Dolu Kadehi Ters Tut- Gitme (Bu çok Vera'nın Lal'e söylemek istedikler gibi değil mi?)
Sezen Aksu- Git
Can Ozan- Kalbimden Tenime (Bu da Lal'den Vera'ya gibi)
0.1
''Yağmur?'' Parmaklarımı bir kez daha şıklattım ve Yağmur kafasını iki yana sallayarak bir anda kendini kollarımın arasına bıraktı. Ellerim sırtıyla buluşurken onun kolları da belimi sıkıca kavramıştı. ''Geleceğini neden haber vermedin?'' Son kez sıkıca sarılıp kollarımı gevşettim ve o içeri geçmem için kenara çekilirken önce botlarımı sonra montumu çıkarıp koridora ardından da salona adımladım.
''Son anda karar verdim. Planlı değildi.''Sırt çantamı ayakucuma bırakıp koltuğa oturdum ve ayaklarımı koltuğun üzerine kaldırıp bağdaş kurdum. Hemen yanıma oturup kafasını omzuma yasladı. ''İyi yapmışsın. Yalnız geçirmek istemezdim yılbaşını.''
Kaşlarım çatılırken ''Pelin?'' diye sordum.

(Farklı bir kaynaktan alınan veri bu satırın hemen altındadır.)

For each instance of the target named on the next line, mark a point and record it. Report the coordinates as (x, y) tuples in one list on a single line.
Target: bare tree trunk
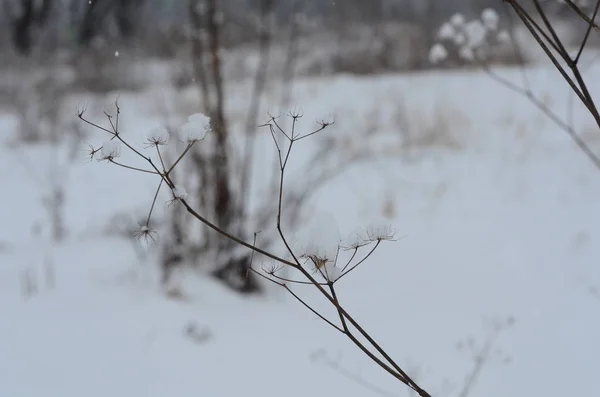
[(32, 15)]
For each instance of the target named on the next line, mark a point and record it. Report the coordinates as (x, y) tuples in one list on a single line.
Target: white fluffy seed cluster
[(467, 36)]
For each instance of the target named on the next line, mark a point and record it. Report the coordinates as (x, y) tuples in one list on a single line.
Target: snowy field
[(498, 214)]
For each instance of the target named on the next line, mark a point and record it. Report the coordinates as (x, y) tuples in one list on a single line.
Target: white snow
[(504, 222)]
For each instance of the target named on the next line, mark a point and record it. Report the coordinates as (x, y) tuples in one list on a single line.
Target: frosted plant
[(179, 193), (468, 40), (457, 20), (438, 53), (196, 128), (323, 250), (490, 18), (157, 137)]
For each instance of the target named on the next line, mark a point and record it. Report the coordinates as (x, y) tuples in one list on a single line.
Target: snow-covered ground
[(498, 216)]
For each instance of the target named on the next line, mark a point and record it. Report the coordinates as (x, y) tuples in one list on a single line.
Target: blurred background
[(108, 287)]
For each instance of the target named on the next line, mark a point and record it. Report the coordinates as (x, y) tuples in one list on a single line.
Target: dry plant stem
[(391, 366), (396, 371), (264, 44), (355, 377), (581, 144), (577, 84), (551, 115), (582, 15)]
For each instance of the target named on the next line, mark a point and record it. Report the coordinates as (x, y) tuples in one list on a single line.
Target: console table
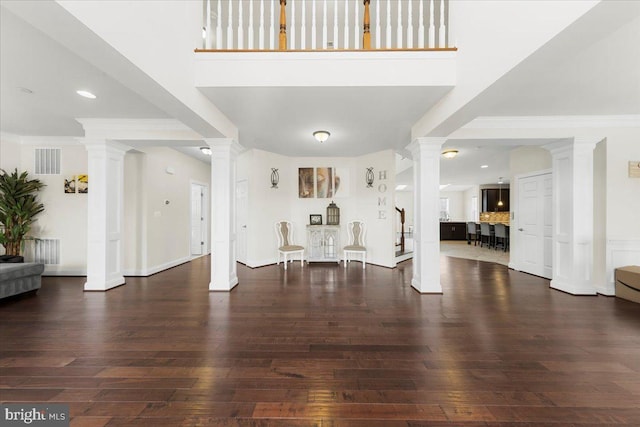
[(323, 243)]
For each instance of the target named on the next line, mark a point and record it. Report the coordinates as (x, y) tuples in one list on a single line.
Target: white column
[(105, 214), (572, 211), (426, 180), (224, 275)]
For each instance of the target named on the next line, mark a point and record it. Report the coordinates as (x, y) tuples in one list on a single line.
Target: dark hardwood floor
[(325, 346)]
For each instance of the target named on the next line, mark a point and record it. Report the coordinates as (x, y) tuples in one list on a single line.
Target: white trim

''Sevgilisiyle geçirecek, hatta az önce çıktı evden. Bursa'ya gideceklermiş.'' Sevgilisi mi vardı? Bunu sonra, ona sorabilirdim.
''Can?'' Kafasını omzumdan kaldırdı.
''Aramız pek iyi değil.''
''Ne oldu?'' Sıkıntıyla nefesini dışarı verdi, kahve gözleri yaşlarla parlarken ellerini dizlerine yaslayıp ayağa dikildi. ''Kahve yapayım mı?'' Cevabımı beklemeden arkasını dönüp mutfağa ilerledi. Ben de peşinden kalkıp sırt çantamdan çıkardığım telefonumla beraber mutfağa girdim. Yağmur su dolu çaydanlığı ocağın üzerine koyup altını yakarken ben sandalyelerden birine oturup Eren'e ve anneme kısaca Ankara'ya vardığıma dair bir mesaj atmıştım.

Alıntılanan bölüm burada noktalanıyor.